Neither of us wanted to be seated next to one another, but that was the way the boys shuffled and juggled to the reserved seats next to third base. Ironically, Slater, McGruter, Sanders, Crawfield and the others were trying to jockey as close to Martin as they were able. Martin was jostled and bumped as we walked down the narrow steps. Finally, he was spun into me during my attempt to evade him.

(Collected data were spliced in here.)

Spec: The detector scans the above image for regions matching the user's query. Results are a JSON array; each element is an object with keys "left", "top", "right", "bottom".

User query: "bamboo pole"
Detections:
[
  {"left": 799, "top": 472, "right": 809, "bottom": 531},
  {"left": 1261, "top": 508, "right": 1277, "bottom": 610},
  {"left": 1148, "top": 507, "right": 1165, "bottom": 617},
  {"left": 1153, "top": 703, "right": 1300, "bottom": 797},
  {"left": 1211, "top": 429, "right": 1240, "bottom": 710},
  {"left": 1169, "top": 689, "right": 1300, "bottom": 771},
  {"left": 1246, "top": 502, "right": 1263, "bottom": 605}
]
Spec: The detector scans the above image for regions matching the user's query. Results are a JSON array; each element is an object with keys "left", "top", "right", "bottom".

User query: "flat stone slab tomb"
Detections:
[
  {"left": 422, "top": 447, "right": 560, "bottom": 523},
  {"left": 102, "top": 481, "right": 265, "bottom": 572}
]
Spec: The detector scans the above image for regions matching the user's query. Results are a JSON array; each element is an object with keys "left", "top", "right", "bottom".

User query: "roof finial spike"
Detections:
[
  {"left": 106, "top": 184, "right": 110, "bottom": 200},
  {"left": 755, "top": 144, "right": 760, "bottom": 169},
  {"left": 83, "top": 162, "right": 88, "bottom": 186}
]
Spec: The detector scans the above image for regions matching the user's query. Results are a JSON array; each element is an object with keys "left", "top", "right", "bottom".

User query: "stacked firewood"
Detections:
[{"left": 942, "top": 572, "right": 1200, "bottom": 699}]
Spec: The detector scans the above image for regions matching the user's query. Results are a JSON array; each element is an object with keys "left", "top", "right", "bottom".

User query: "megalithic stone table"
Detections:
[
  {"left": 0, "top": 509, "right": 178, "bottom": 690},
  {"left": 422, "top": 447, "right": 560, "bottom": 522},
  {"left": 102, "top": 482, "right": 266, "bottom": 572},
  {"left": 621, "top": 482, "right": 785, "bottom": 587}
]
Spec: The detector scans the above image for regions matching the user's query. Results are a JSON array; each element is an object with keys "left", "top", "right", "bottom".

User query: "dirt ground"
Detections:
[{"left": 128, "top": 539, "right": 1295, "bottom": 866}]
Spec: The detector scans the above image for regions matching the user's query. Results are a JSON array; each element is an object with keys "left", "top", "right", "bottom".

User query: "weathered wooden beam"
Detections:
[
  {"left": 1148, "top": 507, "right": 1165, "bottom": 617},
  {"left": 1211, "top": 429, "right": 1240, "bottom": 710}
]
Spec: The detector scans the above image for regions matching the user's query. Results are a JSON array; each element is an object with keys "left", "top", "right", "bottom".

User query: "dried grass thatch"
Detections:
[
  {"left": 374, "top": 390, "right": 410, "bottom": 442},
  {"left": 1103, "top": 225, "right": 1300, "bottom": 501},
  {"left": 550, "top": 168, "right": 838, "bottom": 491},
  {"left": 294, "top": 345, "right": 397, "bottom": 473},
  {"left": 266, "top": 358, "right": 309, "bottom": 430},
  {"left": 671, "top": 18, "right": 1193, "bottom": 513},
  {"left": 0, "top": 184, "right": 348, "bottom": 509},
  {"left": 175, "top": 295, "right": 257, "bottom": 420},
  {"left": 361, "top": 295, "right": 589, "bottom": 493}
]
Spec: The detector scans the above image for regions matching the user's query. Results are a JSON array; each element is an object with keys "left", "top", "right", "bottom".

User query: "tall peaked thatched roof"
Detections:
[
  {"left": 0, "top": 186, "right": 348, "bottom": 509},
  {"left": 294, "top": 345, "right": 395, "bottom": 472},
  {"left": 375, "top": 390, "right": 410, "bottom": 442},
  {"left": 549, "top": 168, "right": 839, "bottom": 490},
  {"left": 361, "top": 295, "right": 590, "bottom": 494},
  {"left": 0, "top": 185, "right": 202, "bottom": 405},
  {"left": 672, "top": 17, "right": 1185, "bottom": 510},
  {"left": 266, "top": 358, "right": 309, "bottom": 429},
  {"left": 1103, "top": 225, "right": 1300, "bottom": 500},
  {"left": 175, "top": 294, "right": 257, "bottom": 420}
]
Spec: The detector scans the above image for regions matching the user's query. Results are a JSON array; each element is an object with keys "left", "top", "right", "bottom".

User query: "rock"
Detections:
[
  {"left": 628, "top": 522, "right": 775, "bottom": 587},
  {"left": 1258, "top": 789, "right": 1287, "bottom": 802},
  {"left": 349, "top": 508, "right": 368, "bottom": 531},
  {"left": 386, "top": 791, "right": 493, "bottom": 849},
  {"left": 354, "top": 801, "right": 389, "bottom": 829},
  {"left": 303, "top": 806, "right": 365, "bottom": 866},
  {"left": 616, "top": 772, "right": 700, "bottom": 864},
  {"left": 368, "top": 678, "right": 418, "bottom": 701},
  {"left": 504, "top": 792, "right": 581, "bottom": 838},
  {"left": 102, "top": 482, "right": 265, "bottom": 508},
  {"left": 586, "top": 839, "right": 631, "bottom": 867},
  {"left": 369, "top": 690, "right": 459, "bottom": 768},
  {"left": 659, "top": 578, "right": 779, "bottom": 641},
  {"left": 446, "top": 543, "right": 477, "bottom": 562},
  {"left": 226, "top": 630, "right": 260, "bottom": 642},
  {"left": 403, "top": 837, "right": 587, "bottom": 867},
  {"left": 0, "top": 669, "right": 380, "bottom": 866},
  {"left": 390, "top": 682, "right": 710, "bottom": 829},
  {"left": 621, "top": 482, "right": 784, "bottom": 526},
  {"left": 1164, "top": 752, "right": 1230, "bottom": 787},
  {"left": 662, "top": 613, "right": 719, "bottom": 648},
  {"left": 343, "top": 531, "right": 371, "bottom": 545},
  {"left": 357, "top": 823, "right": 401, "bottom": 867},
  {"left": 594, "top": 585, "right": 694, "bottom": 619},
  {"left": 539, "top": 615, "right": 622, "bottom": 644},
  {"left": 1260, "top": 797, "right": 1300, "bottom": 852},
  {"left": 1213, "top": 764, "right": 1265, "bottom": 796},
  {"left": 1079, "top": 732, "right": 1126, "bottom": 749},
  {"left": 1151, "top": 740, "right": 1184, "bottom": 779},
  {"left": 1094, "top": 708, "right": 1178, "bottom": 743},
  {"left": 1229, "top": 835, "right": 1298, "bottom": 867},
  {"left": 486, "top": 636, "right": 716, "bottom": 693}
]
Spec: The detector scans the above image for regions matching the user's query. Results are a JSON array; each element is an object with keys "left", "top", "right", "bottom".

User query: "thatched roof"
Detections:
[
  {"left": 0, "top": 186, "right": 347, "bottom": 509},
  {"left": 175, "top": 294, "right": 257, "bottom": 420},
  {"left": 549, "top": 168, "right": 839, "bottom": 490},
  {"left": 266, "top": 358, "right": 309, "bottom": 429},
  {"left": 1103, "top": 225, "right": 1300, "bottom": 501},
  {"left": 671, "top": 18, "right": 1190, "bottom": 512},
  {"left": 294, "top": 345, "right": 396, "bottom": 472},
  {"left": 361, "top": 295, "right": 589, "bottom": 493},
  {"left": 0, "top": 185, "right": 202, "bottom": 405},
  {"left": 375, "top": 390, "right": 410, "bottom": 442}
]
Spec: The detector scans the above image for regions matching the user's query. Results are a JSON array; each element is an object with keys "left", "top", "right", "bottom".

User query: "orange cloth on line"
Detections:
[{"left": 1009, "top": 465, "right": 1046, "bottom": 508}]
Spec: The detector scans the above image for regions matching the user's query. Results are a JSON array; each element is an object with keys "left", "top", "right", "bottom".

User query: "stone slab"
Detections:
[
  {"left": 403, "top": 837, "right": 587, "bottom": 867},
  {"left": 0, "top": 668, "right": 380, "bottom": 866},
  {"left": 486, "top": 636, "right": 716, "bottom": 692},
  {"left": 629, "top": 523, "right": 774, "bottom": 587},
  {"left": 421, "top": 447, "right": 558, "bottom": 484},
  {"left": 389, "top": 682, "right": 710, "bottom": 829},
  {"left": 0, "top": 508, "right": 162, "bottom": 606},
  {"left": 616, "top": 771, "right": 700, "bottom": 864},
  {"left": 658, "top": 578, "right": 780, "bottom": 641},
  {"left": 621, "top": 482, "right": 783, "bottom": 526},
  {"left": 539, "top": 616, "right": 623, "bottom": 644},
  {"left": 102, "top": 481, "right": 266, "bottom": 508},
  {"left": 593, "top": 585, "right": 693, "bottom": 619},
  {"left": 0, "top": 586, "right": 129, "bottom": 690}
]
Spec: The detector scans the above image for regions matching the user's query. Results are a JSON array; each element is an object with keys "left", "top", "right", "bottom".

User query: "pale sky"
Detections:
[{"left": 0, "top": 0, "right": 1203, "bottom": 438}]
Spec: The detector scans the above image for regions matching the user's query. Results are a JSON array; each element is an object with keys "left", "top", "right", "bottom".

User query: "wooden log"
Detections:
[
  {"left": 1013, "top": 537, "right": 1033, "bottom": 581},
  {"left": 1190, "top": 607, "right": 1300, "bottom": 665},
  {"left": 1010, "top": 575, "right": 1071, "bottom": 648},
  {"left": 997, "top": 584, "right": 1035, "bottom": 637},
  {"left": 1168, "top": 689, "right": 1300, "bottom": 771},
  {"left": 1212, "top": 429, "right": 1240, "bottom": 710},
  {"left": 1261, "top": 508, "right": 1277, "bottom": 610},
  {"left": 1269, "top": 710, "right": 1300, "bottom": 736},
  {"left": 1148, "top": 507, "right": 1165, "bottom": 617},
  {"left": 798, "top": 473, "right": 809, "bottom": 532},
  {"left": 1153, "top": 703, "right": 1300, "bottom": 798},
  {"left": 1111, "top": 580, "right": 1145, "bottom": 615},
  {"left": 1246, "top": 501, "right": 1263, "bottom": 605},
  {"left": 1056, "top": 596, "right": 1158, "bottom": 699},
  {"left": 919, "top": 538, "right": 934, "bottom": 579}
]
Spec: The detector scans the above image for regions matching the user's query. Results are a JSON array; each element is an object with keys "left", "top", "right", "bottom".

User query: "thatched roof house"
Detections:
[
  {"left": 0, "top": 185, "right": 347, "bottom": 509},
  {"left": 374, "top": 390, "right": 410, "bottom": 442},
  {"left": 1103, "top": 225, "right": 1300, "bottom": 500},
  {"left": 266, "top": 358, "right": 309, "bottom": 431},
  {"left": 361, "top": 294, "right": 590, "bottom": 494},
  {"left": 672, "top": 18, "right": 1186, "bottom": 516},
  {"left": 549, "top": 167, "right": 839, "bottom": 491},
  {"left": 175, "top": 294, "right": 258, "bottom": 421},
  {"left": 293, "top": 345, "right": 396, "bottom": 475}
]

We were shoved in the aisle and plopped next to one another. Between pitches, Martin made rather rude comments about my current and previous projects. Apparently he was oblivious to the terrible taste of the beer. He never really said anything about my ability, which rightfully he could only have applauded, but spoke about the stupidity of the assignments, attempting to imply guilt by association. This struck me as asinine inasmuch as he himself was the man who made the assignments. Between the innings, and while the other team batted, Martin simply pulverized me. I soon figured out that these were opportune times to visit the concession stand. By the ninth inning I was green with nausea, red with rage, purple with anxiety, orange with dullness, and blue with emotions.

That was when things began happening. Vince Brady was coming to bat. Bennington’s first pitch was fouled away, way back over our heads. Martin turned to me and said, “That’s how far our noses will be in the air if your Greenwood report ends up being stinko.” I responded with a humph. Bennington went into his stance, wound up, and threw a pitch, which was fouled a mile and a half to our right. “That’s how far out the door you will be if you screwed up that report.” I ignored him.

Bennington eyed Brady. He went into motion, throwing a fastball. Brady swung late and the ball popped high into the air.

“That’s how high you well be booted if…”

The ball came down right on Martin’s head. That was the greatest day in the history of the universe.